On August 20th, 2015 we learned about

The truth about hummingbirds’ tubular tongues

In many ways, hummingbirds are the bird equivalent of a high-performance sports car. They look amazing, have incredible speed and unmatched maneuverability. However, this performance comes a prices, and these birds guzzle fuel at incredible rates, needing to consume up to three times their own body weight in nectar every day. Those kind of metabolic demands don’t leave you much time to linger on a meal, which is why researchers were recently questioning long-held assumptions about how hummingbirds actually eat.

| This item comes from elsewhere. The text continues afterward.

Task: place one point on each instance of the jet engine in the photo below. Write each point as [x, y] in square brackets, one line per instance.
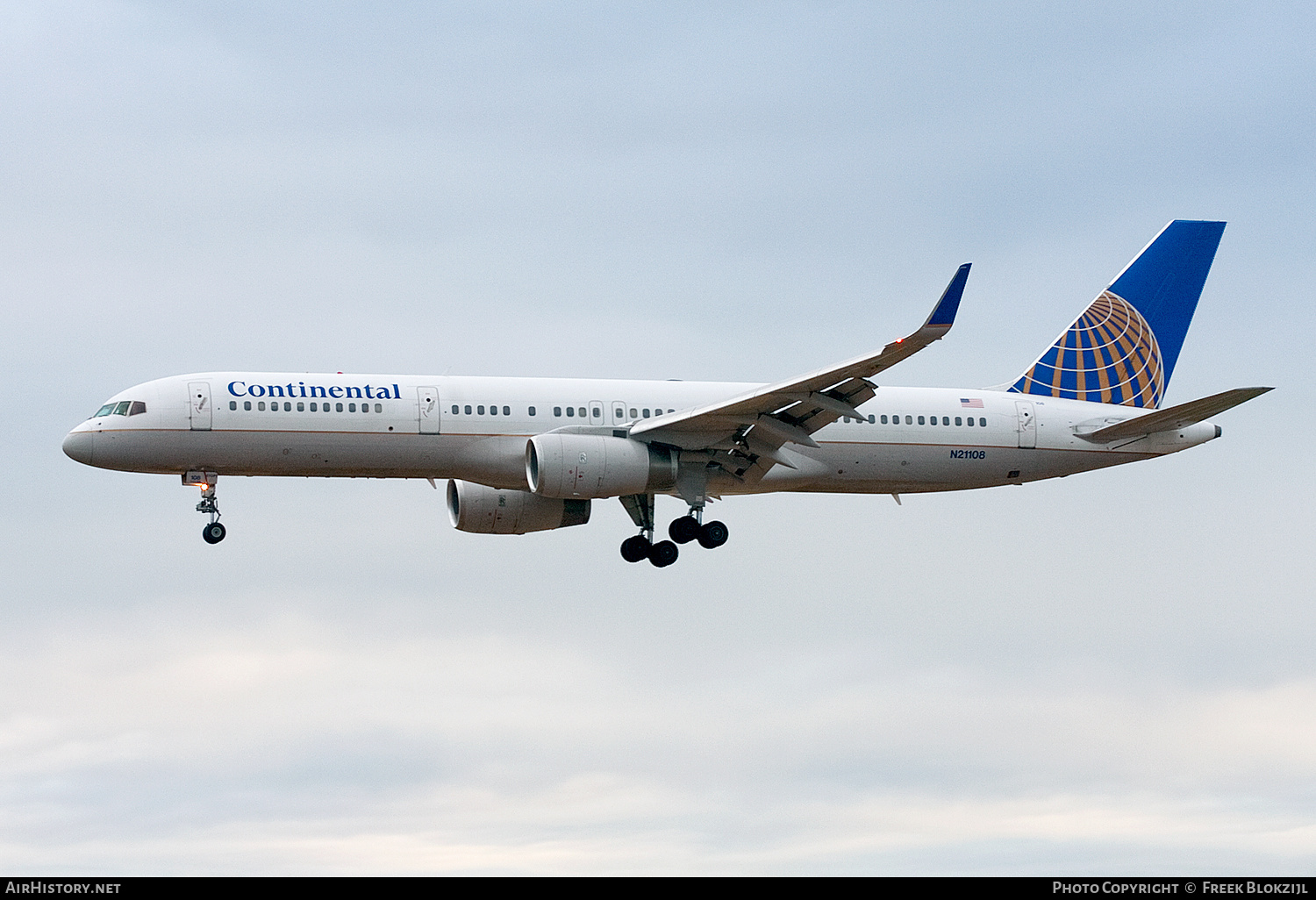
[494, 511]
[595, 466]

Nobody wants a tongue like a paper-towel

Early studies of hummingbird feeding focused on the shape of the birds’ tongues. The long, thin tongues are forked, with each side curled up like two, parallel drinking straws. The tiny openings were assumed to be conducive to capillary action, wherein nectar would be wicked up the tongue to the mouth. The problem was that eating this way would be very slow by hummingbird standards, and so researchers decided it was time to get some direct observations of what these tongues are actually doing.

Very active eaters

To observe an animal that can lick a flower 20 times per second, high speed cameras were needed, as were some artificial, transparent flowers. Eventually, 18 species of hummingbird were filmed feeding from the clear flowers, and researchers could see what they were actually doing with their tongues to get nectar. Videos revealed that inward motions flatten the tube-structures, squeezing trapped nectar into the bird’s mouth. As the tongue goes back out, the tubes open up again, drawing up another dose of liquid. If a human using a drinking straw can be considered a basic pump, hummingbirds are using two, very fast micro-pumps to quickly get the desired sugar from each flower they visit.

Aside from setting the record straight on a mechanism that’s been misunderstood for over 150 years, this information will help us better estimate the ecological impact on hummingbirds. It can also help our understanding of other long-tongued birds, as well as inform human engineering efforts.